For Cindy, the symptoms of anxiety started with fatigue. “I was simply exhausted the first year,” she said. “I kept thinking if I just rest, it will get better; it didn’t.” Aside from the exhaustion, she had constant panic attacks that were completely debilitating. She lived in constant fear of them.
Her one year off turned into two as she felt she could not get her act together. “I felt deep shame,” she said. “I was too exhausted to consider full-time work and thought I should be able to. I thought I was going to run out of money. I feared I was going to lose everything I had built.”
Cindy sought professional help, and she was also deeply engaged in meditation and a spiritual path, which helped her repressed feelings come to the surface. She recalled how she felt like she was going crazy as the anxiety gradually escalated. The thought – How could this be happening to me? – continued to run through her mind.
“She learned anxiety was not something she could control.”

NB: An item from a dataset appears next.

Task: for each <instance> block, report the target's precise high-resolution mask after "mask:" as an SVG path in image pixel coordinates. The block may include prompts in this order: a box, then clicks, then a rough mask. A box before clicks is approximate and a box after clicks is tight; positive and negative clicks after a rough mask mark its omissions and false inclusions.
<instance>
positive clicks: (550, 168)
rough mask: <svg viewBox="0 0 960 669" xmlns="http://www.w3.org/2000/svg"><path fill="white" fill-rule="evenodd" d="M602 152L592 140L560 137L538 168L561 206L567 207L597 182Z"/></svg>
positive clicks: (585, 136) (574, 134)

In 2014, when she was having the symptoms of fear, she watched a TED Talk on anxiety. Cindy recalled the speaker saying: “It’s fine to deal with depression, but it’s when the fear hits that I feel like I can’t go on any longer.” These words resonated deeply. The more Cindy learned from others and sought help, the more she began to comprehend her situation and come to terms with it.
She decided to enroll in a writing workshop, thinking perhaps she could write a book about coaching professionals to get her back on track. The instructor later became her writing mentor. “She encouraged me to write a book that I would love to read, not a book to try and impress anyone. She gave me confidence to just write and to not seek approval.”

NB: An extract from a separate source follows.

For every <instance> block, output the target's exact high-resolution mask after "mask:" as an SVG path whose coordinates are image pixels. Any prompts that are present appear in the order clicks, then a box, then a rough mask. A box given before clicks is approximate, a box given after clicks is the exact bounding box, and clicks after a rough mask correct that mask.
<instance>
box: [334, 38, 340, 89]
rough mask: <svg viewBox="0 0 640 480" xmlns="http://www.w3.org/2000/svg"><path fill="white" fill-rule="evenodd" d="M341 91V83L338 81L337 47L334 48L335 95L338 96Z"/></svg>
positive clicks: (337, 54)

This was the beginning of Beyond Superwoman, which was not only therapeutic, but allowed Cindy to look deeper into the causes of her anxiety. One of the causes is “definitely ancestral,” she said. Through research and reading, she came across the idea that there is cellular memory of anxiety, pain and trauma being passed down. “That’s why I started to look back at my parent and grandparents. We didn’t talk about mental health problems in our household. I can now see that anxiety was a constant undercurrent – my dad using humor and friends to soothe; my mom maintaining a perfect HOME,” she said.
“Later, I got myself very educated. But as successful as I could be, I was never at peace,” Cindy explained.
When Cindy was 22, she had already had a child and was filing for divorce – about to be the first divorcee in her family. “I wanted to be somebody to compensate for my shame. I think that’s at the heart of it all.”
Always needing to prove herself, Cindy constantly pushed to the limits. She was too busy to enjoy the simple things in life.
She learned anxiety was not something she could control. “Before I experienced anxiety, I thought people with anxiety and depression should just eat better, exercise more and manage their minds. I lacked compassion. My own journey humbled me, melting away any arrogance I may have had.”
Beyond Superwoman is not a book of answers, but rather one that opens up life’s painful events to understand them and move past them. “I was called to write this book,” said Cindy. “Something in me said I’ve got to write this book because listening to other people’s stories and reading about their experiences with anxiety are what made the greatest difference to me.”